Metadata-Version: 2.1
Name: pyerrormetrics
Version: 0.0.1
Summary: pyerrormetrics is a library designed to calculate different error metrics (Error Quotient, Repeated Error Density, Watwin Algorithm, RR Algorithm) for a given set of code executions.
Home-page: https://git.rwth-aachen.de/learntech-lufgi9/public/pyerrormetrics
Author: Annabell Brocker,The Learning Technologies Research Group,RWTH Aachen University
Author-email: a.brocker@cs.rwth-aachen.de
License: MIT
Platform: any
Classifier: Programming Language :: Python :: 3
Classifier: License :: OSI Approved :: MIT License
Classifier: Operating System :: OS Independent
Requires-Python: >=3.9
Description-Content-Type: text/markdown
License-File: LICENSE
Requires-Dist: Levenshtein
Requires-Dist: datetime
Requires-Dist: statistics
Requires-Dist: pandas

# pyerrormetrics

pyerrormetrics is a library designed to calculate different error metrics (Error Quotient, Repeated Error Density, Watwin Algorithm) for a given set of python code executions.

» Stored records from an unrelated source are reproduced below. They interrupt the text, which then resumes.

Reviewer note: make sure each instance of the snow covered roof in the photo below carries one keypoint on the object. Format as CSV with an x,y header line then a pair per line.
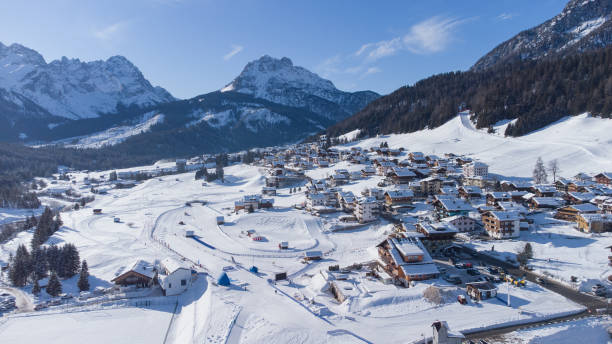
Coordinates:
x,y
419,269
585,207
171,265
407,247
506,215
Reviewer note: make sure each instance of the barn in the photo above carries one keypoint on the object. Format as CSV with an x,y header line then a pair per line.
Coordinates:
x,y
140,274
174,278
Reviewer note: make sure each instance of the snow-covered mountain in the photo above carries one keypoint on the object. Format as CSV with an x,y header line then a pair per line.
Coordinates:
x,y
271,102
279,81
70,88
583,25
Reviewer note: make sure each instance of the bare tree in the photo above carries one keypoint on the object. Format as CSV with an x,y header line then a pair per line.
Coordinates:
x,y
553,168
539,172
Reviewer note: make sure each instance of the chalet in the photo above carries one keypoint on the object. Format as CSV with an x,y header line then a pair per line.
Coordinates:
x,y
379,194
470,192
578,186
545,203
544,190
367,209
436,230
342,289
313,255
430,185
515,186
314,200
174,278
140,274
268,191
501,225
401,175
338,179
481,290
494,197
417,157
443,335
511,206
253,202
406,260
395,197
451,206
368,171
594,223
562,185
571,212
604,178
462,223
578,197
347,200
476,169
583,177
384,167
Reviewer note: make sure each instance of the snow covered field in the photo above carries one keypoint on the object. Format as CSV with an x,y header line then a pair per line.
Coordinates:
x,y
119,325
591,330
560,251
580,144
155,214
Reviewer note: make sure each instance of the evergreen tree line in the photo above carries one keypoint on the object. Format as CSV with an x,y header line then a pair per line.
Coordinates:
x,y
536,92
30,266
46,226
9,230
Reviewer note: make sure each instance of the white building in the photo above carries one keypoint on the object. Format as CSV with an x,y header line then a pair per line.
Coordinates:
x,y
315,200
174,278
367,209
476,169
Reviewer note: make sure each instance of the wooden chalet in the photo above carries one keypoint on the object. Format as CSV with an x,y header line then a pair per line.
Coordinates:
x,y
140,274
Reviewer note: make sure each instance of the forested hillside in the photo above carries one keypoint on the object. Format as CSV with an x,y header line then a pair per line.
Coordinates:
x,y
537,93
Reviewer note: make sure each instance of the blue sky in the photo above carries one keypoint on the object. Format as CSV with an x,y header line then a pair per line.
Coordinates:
x,y
193,47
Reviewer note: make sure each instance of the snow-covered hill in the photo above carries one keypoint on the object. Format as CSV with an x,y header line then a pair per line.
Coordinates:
x,y
279,81
71,88
583,25
580,144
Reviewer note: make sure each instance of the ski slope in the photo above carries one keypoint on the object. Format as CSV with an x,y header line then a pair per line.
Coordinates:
x,y
580,144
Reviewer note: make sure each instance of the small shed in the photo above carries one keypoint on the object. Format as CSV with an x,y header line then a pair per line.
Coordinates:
x,y
140,273
223,279
313,255
481,290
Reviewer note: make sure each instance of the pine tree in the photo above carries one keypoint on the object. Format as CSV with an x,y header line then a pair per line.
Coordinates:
x,y
83,282
54,287
39,261
528,251
20,267
539,172
36,288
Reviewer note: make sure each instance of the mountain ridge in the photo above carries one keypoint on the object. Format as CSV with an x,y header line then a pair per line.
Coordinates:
x,y
583,25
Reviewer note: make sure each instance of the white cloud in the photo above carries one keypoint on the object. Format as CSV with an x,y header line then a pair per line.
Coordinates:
x,y
109,32
426,37
506,16
372,70
235,50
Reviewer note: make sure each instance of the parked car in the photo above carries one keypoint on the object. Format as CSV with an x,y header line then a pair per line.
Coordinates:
x,y
454,279
473,272
492,270
599,290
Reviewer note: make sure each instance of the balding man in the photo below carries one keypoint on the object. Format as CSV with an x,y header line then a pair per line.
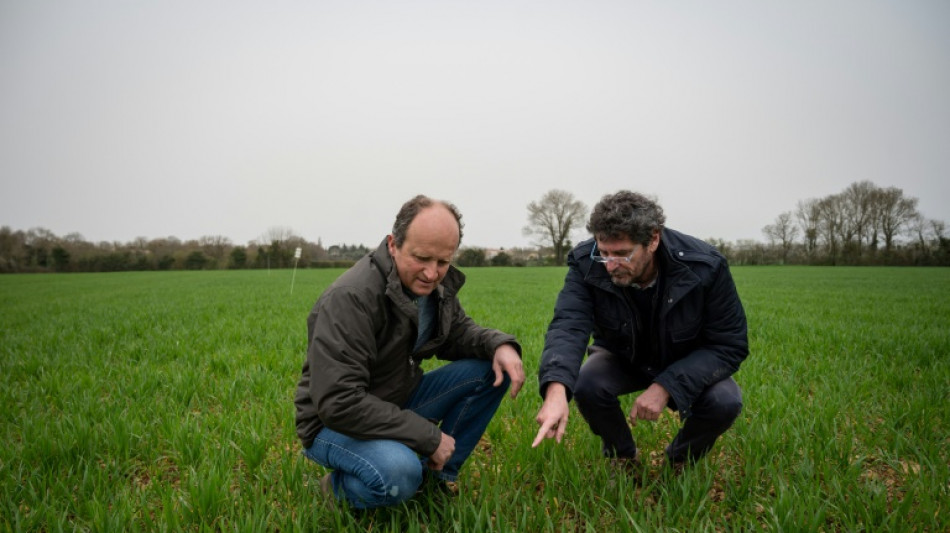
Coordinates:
x,y
365,410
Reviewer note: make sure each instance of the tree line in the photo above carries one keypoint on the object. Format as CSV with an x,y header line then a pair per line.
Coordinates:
x,y
39,250
862,225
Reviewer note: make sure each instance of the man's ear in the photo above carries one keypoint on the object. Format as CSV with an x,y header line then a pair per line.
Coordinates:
x,y
654,242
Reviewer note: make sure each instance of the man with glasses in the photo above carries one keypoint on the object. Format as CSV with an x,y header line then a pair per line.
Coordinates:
x,y
664,317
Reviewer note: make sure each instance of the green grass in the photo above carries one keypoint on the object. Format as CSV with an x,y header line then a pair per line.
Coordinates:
x,y
163,401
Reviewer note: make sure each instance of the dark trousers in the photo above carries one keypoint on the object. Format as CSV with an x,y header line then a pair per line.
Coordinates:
x,y
604,377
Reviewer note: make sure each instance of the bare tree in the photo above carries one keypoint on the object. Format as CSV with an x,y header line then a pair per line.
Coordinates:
x,y
783,232
858,213
830,220
895,213
808,216
553,218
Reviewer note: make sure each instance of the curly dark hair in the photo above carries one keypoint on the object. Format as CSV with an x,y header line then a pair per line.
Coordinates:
x,y
412,208
626,214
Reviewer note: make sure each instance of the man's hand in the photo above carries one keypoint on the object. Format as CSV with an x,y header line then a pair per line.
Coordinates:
x,y
443,453
553,414
650,404
506,361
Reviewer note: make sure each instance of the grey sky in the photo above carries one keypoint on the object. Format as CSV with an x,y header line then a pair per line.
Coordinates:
x,y
185,118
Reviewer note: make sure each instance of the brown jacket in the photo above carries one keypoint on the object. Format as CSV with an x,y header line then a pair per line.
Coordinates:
x,y
360,368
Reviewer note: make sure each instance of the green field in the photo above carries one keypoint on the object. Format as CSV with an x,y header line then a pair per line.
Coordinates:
x,y
163,401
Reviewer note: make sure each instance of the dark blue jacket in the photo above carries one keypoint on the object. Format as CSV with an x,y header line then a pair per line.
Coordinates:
x,y
702,334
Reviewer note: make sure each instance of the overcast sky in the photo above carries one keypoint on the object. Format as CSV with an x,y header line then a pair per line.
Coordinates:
x,y
189,118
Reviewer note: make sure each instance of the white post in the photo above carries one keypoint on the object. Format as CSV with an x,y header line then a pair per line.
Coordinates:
x,y
292,279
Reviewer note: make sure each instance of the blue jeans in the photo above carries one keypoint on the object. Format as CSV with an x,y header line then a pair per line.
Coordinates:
x,y
604,377
375,473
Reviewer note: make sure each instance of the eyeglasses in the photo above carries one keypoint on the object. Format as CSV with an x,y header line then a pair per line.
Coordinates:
x,y
607,259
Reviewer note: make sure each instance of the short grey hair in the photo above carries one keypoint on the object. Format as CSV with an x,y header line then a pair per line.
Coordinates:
x,y
626,214
412,208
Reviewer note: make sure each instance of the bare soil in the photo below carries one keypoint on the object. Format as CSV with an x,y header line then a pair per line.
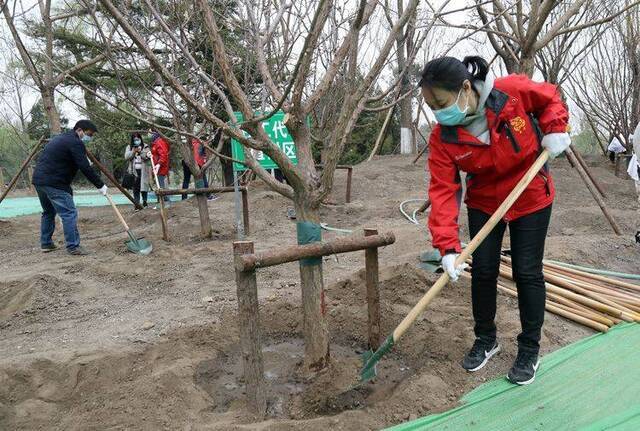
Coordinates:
x,y
118,341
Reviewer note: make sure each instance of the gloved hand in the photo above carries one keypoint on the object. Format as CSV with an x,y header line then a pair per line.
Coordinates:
x,y
556,143
448,264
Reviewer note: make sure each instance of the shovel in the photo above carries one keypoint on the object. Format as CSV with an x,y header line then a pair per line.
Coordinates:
x,y
370,358
134,245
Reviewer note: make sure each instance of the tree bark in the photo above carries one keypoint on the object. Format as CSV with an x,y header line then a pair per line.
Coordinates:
x,y
315,327
48,100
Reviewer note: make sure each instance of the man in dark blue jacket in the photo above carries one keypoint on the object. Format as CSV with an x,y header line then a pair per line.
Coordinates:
x,y
57,166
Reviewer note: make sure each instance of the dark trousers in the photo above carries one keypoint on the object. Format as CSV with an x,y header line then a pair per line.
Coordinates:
x,y
137,185
186,178
528,235
55,201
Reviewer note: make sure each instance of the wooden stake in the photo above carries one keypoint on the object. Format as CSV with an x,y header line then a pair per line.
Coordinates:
x,y
382,134
571,156
249,326
598,277
373,293
30,157
564,313
349,178
245,210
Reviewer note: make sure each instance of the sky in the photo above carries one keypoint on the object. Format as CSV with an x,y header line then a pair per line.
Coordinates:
x,y
435,46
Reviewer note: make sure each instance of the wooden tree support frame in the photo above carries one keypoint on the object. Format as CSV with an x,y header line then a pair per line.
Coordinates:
x,y
14,180
247,262
594,192
349,170
243,190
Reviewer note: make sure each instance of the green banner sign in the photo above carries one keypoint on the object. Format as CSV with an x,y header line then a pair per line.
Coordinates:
x,y
279,135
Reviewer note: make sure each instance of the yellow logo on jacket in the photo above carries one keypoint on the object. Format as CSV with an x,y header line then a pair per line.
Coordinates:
x,y
518,124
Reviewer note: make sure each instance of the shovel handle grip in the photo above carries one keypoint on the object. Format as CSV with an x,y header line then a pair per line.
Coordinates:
x,y
475,242
113,205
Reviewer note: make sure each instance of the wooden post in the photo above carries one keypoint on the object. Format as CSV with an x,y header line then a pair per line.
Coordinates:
x,y
588,171
245,210
382,134
571,156
112,179
349,177
249,328
22,168
373,293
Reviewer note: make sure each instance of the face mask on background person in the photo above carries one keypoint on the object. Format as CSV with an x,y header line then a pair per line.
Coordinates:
x,y
452,115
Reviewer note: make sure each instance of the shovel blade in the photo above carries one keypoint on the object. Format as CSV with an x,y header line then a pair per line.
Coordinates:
x,y
139,246
371,359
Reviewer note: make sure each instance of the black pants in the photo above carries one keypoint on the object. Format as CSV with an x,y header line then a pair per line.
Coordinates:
x,y
186,178
528,235
136,189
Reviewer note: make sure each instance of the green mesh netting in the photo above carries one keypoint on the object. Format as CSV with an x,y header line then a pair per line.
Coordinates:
x,y
14,207
593,384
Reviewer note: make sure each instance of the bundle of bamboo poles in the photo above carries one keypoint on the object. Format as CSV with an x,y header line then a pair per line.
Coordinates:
x,y
595,301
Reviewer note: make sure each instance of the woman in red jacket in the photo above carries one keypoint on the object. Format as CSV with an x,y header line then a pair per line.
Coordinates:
x,y
493,131
160,152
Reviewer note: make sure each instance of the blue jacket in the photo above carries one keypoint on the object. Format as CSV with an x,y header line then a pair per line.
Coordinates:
x,y
59,162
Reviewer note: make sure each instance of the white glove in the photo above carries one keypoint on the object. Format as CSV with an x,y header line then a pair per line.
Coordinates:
x,y
448,264
556,143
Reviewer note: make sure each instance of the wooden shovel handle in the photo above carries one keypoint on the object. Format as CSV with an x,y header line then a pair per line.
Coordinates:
x,y
475,242
124,223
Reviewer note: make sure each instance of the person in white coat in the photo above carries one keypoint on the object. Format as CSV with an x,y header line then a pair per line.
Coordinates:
x,y
634,172
137,156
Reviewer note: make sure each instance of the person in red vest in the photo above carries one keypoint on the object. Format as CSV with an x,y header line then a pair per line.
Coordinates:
x,y
493,131
161,152
200,157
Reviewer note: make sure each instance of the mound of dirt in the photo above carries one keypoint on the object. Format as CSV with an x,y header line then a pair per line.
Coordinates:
x,y
119,341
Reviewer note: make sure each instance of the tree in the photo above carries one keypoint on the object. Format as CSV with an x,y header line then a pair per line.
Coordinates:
x,y
41,67
286,40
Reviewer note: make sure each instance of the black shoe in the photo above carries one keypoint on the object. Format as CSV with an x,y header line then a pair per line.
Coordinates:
x,y
524,368
479,355
78,251
48,248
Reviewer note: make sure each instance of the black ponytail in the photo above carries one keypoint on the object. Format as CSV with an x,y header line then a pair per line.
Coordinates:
x,y
450,73
477,66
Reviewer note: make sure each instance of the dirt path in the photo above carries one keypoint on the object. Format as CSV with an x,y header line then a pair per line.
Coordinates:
x,y
118,341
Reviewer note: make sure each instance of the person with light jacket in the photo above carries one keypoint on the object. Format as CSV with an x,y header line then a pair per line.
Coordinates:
x,y
136,154
493,131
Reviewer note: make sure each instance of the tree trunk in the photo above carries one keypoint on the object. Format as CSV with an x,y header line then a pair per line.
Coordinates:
x,y
406,141
527,65
315,327
203,209
48,100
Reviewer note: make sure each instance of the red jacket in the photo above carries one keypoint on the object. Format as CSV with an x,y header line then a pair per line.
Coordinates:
x,y
519,112
199,154
160,152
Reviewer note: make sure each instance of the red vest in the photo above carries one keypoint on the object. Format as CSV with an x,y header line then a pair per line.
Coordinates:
x,y
519,113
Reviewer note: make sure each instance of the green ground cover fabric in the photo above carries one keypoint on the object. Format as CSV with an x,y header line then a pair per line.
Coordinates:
x,y
593,385
14,207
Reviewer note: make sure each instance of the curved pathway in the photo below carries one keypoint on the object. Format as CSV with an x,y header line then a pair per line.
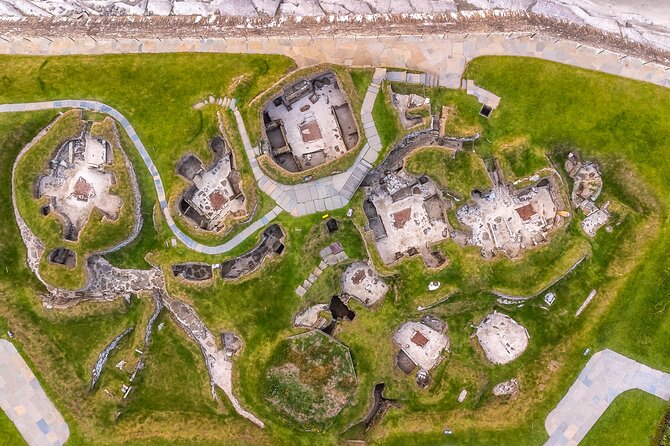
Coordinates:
x,y
323,194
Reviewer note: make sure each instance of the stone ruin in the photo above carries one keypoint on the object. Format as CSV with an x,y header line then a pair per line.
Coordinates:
x,y
410,108
502,338
362,282
508,220
63,256
77,183
271,243
215,196
310,123
421,345
406,215
588,185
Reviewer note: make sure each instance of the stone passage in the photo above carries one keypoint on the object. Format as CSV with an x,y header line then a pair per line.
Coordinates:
x,y
605,376
330,255
310,123
26,404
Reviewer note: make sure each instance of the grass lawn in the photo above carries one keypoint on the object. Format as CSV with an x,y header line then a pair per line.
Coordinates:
x,y
386,120
546,110
632,418
462,109
354,82
9,436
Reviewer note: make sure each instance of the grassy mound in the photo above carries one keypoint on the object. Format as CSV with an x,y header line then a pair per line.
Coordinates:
x,y
99,233
310,378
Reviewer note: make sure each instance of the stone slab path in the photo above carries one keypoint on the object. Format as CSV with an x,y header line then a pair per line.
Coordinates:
x,y
320,195
605,376
441,55
330,192
26,404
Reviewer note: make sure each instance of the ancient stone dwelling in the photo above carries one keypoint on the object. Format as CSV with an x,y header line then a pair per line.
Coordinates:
x,y
310,123
509,220
77,182
406,215
215,196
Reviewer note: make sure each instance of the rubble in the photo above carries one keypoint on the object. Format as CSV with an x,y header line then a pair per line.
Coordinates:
x,y
215,197
462,395
330,255
77,183
193,271
586,189
411,108
508,220
502,338
63,256
421,344
406,215
271,244
104,356
361,281
510,387
310,318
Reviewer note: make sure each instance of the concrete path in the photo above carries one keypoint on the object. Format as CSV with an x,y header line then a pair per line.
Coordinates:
x,y
26,404
605,376
442,55
320,195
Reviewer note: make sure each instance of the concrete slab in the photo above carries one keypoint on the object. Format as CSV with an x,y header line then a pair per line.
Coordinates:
x,y
25,403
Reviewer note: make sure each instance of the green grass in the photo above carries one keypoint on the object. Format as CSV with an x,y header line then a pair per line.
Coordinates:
x,y
354,82
9,435
632,418
309,378
547,106
98,233
386,120
463,109
153,92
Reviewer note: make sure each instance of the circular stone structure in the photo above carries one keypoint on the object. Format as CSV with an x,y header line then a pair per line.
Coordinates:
x,y
310,378
502,338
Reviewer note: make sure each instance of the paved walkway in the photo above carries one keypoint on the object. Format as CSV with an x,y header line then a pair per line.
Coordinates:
x,y
158,182
26,404
444,56
331,192
605,376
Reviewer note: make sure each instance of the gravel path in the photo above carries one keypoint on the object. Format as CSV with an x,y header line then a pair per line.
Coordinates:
x,y
320,195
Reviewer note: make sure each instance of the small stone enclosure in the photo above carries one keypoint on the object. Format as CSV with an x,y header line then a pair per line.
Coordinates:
x,y
310,123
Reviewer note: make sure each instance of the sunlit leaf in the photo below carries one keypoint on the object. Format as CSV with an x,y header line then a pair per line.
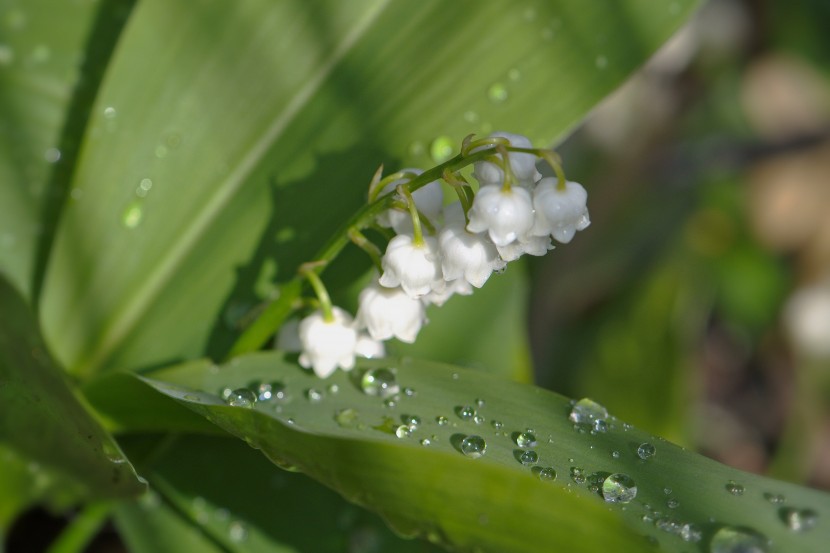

The calculation can take place at different levels:
- user: data is aggregated per user
- user task: data is aggregated across all tasks of a user
- user session: data is aggregated across all sessions of a user
- user task session: data is aggregated across all tasks and sessions of a user

A session is defined as any sequence of consecutive events occurring within a 20-minute interval.

*IMPORTANT: 
A user always refers to one course. 
Therefore, if a user appears in several courses, it is considered separately for each course.
The calculation is therefore always carried out at course level.*

## Installation

### Via PyPi
``pip install pyerrormetrics``

### Without PyPi
1. Clone repository
2. Open Terminal and change directory to the cloned repository
3. Generate distribution archives on local machine: ``python setup.py sdist bdist_wheel``
4. Install the package on local machine: ``pip install .`` <br>  Alternatively, you can also install it in development mode: ``pip install -e .``

## Usage of pyerrormetrics
To use the methods from pyerrormetrics, you can either hand over a pandas DataFrame or a dictionary to the methods `error_quotient`, `repeated_error_density` and `watwin`.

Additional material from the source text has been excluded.